Parker comprit immédiatement qu'il s'agissait forcément de ces bêtes sans racine dont Winston parlait souvent.
Les bêtes sans racine n'avaient plus la conscience d'être loyales envers leur compagne, et elles nourrissaient une grande haine pour les femelles. Elles traitaient les femelles comme des jouets par vengeance.
Il regarda les hommes-bêtes autour d'eux. Tous dégageaient une forte impression de férocité et semblaient mortels. Ils n'avaient plus aucun désir de vivre et ressemblaient à un groupe de cadavres ambulants.
Des hommes-bêtes comme ceux-là étaient les plus terrifiants. Ils n'avaient pas peur de la mort et n'avaient donc rien à craindre. Nul ne savait ce qu'ils feraient.
Cependant, cet homme-bête lion semblait se méfier de ceux qui venaient des niveaux supérieurs. C'était une bonne chose.
Parker avala sa salive, puis changea immédiatement d'expression, riant en disant : « Comment est-ce possible… Les femelles… Les femelles sont si fragiles. Elles auraient fait un scandale si nous les avions emmenées avec nous. Comment pourrait-il y avoir un tel silence ? »
L'homme-bête lion trouva que cela avait du sens. Les hommes-bêtes ici étaient tous des bêtes sans racine abandonnées par leurs femelles. Les femelles qu'ils avaient emmenées étaient naturellement celles qu'ils avaient capturées, et elles ne pouvaient pas tenir en place. Il avait dû mal entendre.
Il arborait un air de pitié, son visage couvert de barbe marqué par la fatigue et les intempéries.

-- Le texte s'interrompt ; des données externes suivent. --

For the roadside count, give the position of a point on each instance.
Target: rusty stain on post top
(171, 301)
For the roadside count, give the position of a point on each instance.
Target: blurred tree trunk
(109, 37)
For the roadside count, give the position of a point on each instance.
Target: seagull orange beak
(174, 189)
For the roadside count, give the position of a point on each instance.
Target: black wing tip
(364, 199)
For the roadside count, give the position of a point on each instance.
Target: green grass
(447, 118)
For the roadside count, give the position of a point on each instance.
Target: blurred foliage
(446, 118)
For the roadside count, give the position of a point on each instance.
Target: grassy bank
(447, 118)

« J'en ai depuis longtemps assez de vivre. Je n'ai fait que miner jour et nuit et suis devenu sans m'en rendre compte un homme-bête à quatre rayures. » Il sourit avec dérision. « Les minerais que j'ai accumulés me permettront de sortir très bientôt, mais quel sens y a-t-il à sortir ? Je veux seulement attraper une femelle d'une beauté extraordinaire et la faire mourir à mes côtés ! »
Parker n'avait jamais ressenti ce que vivaient les bêtes sans racine et ne parvint pas à poursuivre la conversation. Car la dernière phrase de l'homme-bête lion le mit en alerte contre lui.

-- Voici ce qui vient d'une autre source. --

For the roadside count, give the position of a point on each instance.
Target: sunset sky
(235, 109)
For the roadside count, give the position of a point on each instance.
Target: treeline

Qingqing ne devait surtout pas être découverte par lui !
En voyant que tous les hommes-bêtes autour d'eux portaient des rochers, Parker songea : Est-ce que tout le monde ici est enfermé pour miner ? Quels minerais extrayaient-ils ? La Cité de la Flamme connaissait-elle aussi la métallurgie du fer ?

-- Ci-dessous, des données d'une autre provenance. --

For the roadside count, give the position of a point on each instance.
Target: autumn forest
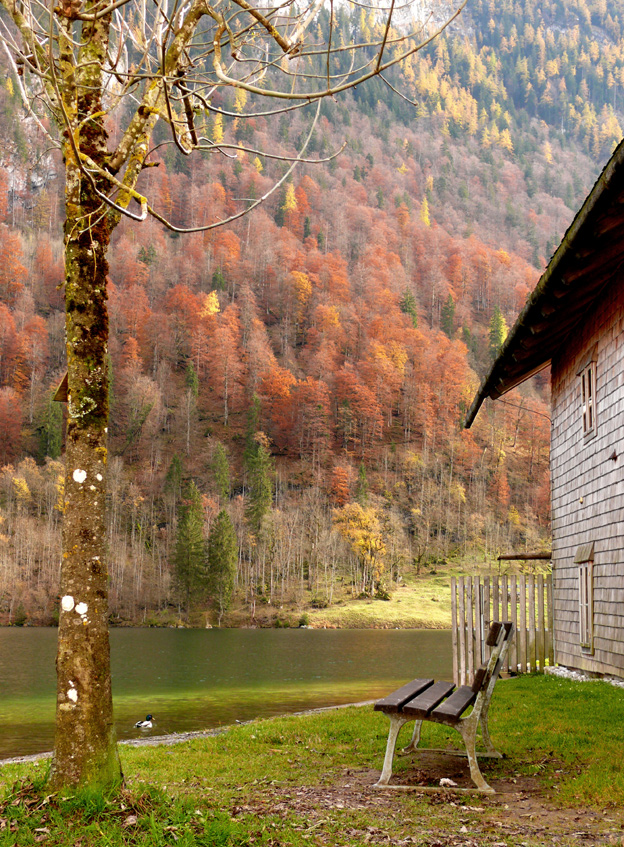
(288, 390)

L'homme-bête lion observait toujours Parker. Il avait sans cesse l'impression que ce type était un peu bizarre.
« Je vous admire vraiment. On dirait que rien ne vous est arrivé. »
Les mots de l'homme-bête lion contenaient une pointe de sondage, et le cœur de Parker se serra. Il fit mine d'être agacé.
Il défit la corde autour de sa taille, saisit Curtis, qui portait les bagages (y compris Bai Qingqing), puis dit avec impatience : « C'est une bête sans racine que j'ai rencontrée en route. Il veut entrer dans la Cité de la Flamme, alors je l'ai amené ici pour prendre un raccourci. Poussez-vous ! Ne nous barrez pas la route ! »
Les sourcils de Curtis se haussèrent et il lança un regard de côté vers la main qui agrippait son bras.
Le bras de Parker devint engourdi. Il ressentit un dégoût profond mais ne lâcha pas prise. Il tira Curtis vers l'extérieur comme un chef entraînant son subordonné.
« Depuis quand les hommes-bêtes serpents viennent-ils aussi à la Cité de la Flamme ? »
L'homme-bête lion ne mit pas en doute l'identité de Curtis. Son tempérament était trop froid, et il ressemblait encore plus à une bête sans racine qu'eux.
« Les hommes-bêtes serpents ne devraient-ils pas être habitués à ne pas avoir de compagne ? Hahaha… »
En disant cela, il éclata d'un grand rire. Les hommes-bêtes environnants rirent aussi.
Curtis lança un regard glacial vers l'homme-bête lion. Pour une raison quelconque, l'homme-bête lion qui riait sentit soudain les poils de son dos se dresser. Son rire s'arrêta net, comme si on avait appuyé sur le bouton muet.
Pendant qu'ils parlaient, la cascade de sable mouvant s'était arrêtée, et le sol avait retrouvé son calme. Il n'y avait plus qu'une dune à l'endroit où se trouvait la cascade.
L'atmosphère était d'un silence mortel, et seuls les pas de Parker et de Curtis se faisaient entendre.
Au moment où Parker et Curtis passèrent près de l'homme-bête lion, ce dernier sembla sentir quelque chose et renifla rapidement du nez.